What a Difference a Chair Makes
Name a great thinker. Go ahead name someone. Anyone. Here I’ll drop a few: Galileo. Martin Luther King. Freud. Now what do they all have in common? This: I bet they were comfortable when they were coming with their great ideas.
Think about it. Galileo had to have a comfortable seat to think in to come up with all of his theories and whatnot. Let’s go back even further to Socrates, that dude probably didn’t have a comfortable seat to sit on, but I bet he had on some comfortable shoes. Most likely they were sandals. It’s good to crack the toe knuckles from time to time when trying to get the best ideas out.

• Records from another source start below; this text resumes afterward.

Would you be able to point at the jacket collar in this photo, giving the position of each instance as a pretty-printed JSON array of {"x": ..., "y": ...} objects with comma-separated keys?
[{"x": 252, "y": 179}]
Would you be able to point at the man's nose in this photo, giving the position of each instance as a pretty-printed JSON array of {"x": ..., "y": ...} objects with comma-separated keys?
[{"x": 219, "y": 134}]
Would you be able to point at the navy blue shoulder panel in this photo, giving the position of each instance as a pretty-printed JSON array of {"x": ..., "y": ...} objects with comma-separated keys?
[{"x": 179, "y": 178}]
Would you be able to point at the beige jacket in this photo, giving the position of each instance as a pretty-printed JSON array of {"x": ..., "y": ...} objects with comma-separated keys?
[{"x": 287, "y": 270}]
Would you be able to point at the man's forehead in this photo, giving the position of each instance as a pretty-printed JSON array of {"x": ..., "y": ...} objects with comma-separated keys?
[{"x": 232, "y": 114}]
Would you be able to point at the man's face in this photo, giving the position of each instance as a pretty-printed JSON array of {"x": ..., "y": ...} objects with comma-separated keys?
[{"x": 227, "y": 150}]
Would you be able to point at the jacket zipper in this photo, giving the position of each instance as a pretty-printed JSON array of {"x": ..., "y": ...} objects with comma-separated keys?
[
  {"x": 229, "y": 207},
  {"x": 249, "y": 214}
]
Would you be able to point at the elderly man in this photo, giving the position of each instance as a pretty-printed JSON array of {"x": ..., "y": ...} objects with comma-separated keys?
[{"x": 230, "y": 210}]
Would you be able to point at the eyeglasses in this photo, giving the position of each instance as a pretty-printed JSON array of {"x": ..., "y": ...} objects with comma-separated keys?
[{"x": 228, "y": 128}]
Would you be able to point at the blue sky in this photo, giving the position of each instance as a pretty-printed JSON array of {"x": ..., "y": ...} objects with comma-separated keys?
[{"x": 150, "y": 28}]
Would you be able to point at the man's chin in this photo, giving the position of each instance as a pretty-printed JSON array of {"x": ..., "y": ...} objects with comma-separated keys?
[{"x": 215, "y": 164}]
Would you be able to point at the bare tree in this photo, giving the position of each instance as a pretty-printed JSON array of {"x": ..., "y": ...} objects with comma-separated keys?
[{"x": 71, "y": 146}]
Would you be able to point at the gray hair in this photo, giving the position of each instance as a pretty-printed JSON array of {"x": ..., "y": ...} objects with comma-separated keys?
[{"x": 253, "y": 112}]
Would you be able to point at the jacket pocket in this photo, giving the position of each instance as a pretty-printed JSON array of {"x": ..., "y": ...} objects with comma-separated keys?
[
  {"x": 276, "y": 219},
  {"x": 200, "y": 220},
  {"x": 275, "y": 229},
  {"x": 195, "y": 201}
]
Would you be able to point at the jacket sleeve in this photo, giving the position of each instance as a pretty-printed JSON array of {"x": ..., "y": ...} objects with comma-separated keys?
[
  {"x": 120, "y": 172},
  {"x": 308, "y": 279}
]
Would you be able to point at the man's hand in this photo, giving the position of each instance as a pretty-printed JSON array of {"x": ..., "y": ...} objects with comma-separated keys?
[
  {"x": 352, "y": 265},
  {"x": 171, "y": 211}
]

Now you know Dr. King had a comfortable seat in his office. I’ve seen the pictures. Like that black and white photo where he is sitting pensively lost in thought. The impression I get from the picture is that it is early in the morning and Doc King is contemplating on the next level of the struggle. Either that, or he just had grits and bacon for breakfast and the photographer snapped the photo while he was quietly listening for the bathroom to be available.
Now why am I going on and on about chairs?

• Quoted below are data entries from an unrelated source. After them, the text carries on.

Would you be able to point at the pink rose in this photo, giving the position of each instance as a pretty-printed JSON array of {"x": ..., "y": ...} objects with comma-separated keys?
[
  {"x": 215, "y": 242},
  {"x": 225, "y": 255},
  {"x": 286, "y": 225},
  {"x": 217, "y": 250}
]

Well, I just moved to Columbia, South Carolina and even though I packed up damn near everything I own – I sold my couches and chairs – thus I have had nothing to sit on. I haven’t been able to write because I’ve had nothing to write on. Sitting on the floor sucks. How did the Indians and all them other people do it? My back and neck HURT when I sit on the floor. Not to mention my ass as well.
So one day I went to Office Max and what did I see? Chairs. Big comfortable chairs. They ranged in price from 39 bucks to 169 bucks. I tested them all out. I now appreciate the phrase “You get what you pay for”. I spent 79 bucks on my big brown comfortable chair. My new boss gave me a desk. I’m living in a 3-bedroom townhouse – of which one bedroom is now my office. This is all I need to start to write the classics.